If others are not doing it, why is Amazon?
We have, then, a situation that suggests strongly that Amazon’s appetite for control is more a function of the understandably human desire for control than some truth in transport economics. However, that the Seattle crowd has enough volume to fundamentally expand the boundaries of private fleet management says that a determined management team with ample money and patience can reasonably attempt such a thing – whether it is smart or not. To the extent they learn to do it well, and can sustain the process, their investment is a negative to the large truckload fleets that serve the big retailers today. Amazon is slowly driving a portion of those companies out of business, including the dominant player from only 20 years ago. In addition, Amazon has a clear preference to deal with small fleets when they subcontract portions of their truckload work to for-hire carriers (tractor-only is apparently their preference).

What could change the economics?
Two factors could shift them up the performance curve to make them a sure winner. First is their lavish investment in analytical work, both data management and systems design. They employ more than 120 economists, all doing practical applied science.
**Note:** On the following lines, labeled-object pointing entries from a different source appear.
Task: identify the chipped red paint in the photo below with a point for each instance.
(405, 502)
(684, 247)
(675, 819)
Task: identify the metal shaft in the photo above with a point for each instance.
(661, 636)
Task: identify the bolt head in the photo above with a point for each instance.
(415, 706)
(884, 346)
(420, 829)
Perhaps they will be the first to master the analytical potential of the digital revolution. Second, should they maintain their astounding growth performance and gain effective control of their partners’ freight, the 40 thousand tractor-equivalents of work could double or triple. What if their 50% share of online sales becomes 50% of all retailing? Buy your car from Amazon? Why not? That would jump them over UPS and FedEx to a new realm of critical mass. Amazon would achieve density their for-hire competitors couldn’t match.
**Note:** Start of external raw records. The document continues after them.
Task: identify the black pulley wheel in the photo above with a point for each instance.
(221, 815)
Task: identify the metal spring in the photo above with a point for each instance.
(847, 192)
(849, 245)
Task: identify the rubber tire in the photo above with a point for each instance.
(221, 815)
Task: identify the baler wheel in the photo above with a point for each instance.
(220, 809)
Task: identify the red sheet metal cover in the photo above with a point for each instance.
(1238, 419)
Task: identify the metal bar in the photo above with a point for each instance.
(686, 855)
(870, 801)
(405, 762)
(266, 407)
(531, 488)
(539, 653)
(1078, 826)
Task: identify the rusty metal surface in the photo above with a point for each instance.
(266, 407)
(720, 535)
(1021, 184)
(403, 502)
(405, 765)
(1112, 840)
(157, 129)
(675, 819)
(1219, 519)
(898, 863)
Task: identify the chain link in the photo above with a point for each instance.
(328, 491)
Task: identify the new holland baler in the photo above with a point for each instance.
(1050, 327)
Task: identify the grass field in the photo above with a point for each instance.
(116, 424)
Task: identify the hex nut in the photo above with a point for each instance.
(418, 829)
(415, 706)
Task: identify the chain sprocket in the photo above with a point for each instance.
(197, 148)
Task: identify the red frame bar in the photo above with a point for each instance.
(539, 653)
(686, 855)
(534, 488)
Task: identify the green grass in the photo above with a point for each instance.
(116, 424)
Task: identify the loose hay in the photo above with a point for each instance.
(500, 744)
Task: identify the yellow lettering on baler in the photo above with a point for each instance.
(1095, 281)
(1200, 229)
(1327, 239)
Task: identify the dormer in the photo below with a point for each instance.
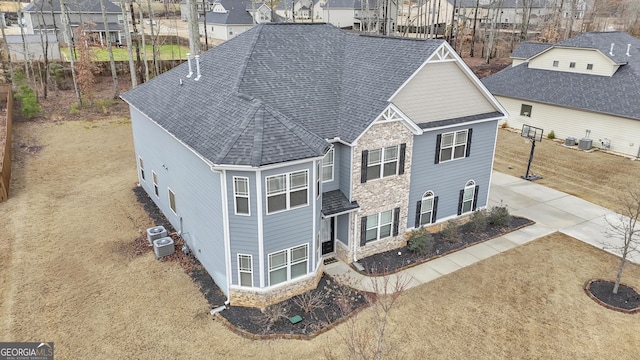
(575, 60)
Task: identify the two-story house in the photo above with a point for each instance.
(584, 87)
(292, 142)
(46, 16)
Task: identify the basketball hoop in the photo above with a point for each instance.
(534, 134)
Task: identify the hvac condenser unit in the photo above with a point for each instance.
(155, 233)
(585, 144)
(163, 247)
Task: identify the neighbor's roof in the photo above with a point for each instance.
(527, 49)
(617, 95)
(236, 14)
(74, 6)
(276, 92)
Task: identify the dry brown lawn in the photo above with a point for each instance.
(594, 176)
(65, 277)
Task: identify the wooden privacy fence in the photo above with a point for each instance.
(6, 106)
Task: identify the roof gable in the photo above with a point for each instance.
(278, 92)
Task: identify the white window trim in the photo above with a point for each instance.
(169, 193)
(333, 161)
(469, 185)
(427, 195)
(453, 145)
(379, 225)
(288, 264)
(235, 196)
(240, 271)
(141, 169)
(287, 191)
(383, 162)
(154, 178)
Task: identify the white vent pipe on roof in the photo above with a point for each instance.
(189, 62)
(197, 68)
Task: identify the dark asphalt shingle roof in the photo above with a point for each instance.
(74, 6)
(276, 92)
(617, 95)
(236, 14)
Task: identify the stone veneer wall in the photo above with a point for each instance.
(248, 297)
(382, 194)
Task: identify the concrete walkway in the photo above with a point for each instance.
(552, 211)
Am I going out on a limb here?
Such speculation has little meaning in 2019, as the potential dominance of Amazon is certainly ten or more years out. Mingled with a host of other dramatic retail and supply chain changes, the 2035 truckload environment will be unrecognizable to today’s observers. The value of such speculation today is to make the industry aware of the high stakes as the industry moves through the Twenties and Thirties. Moreover, it reminds us that the faster grower in the fastest growing segment of the economy is adopting a different model for its freight to include its middle-mile volume. The current competitors in that space need to be aware of that challenge, just as UPS, FedEx, and USPS are threatened in the first and final miles. This analysis suggests that the outcome remains much in doubt, except for the certainty of a nasty fight.

Who are the winners?
Since the center of this challenge is in the control of the freight, and its capacity (the freight matching and dispatching function), the blood will be spilled among the big players who aim to control networks of freight via their technology, process and/or assets. I say it that way to add the technology suppliers to the usual list of carriers, brokers, and competing retailers. The clear winners in the short run are the small carriers who make their living selling capacity to the big organizers of the networks, brokers, and carriers. They will prosper because Amazon, at least so far, is not planning on buying middle-mile tractors and hiring drivers. In the long run, there are far too many variables at play here to identify the ultimate winners. We know who is competent now: UPS, FedEx, Amazon, Knight-Swift. We can watch them slug it out for a while, and maybe steal a few ideas while the radical technology slowly appears to change the rules in ways we can’t understand.

So, thanks, Pawel, for your question.
I hope I have answered some of what you are wondering about. I will address additional parts of your inquiry in subsequent blog entries.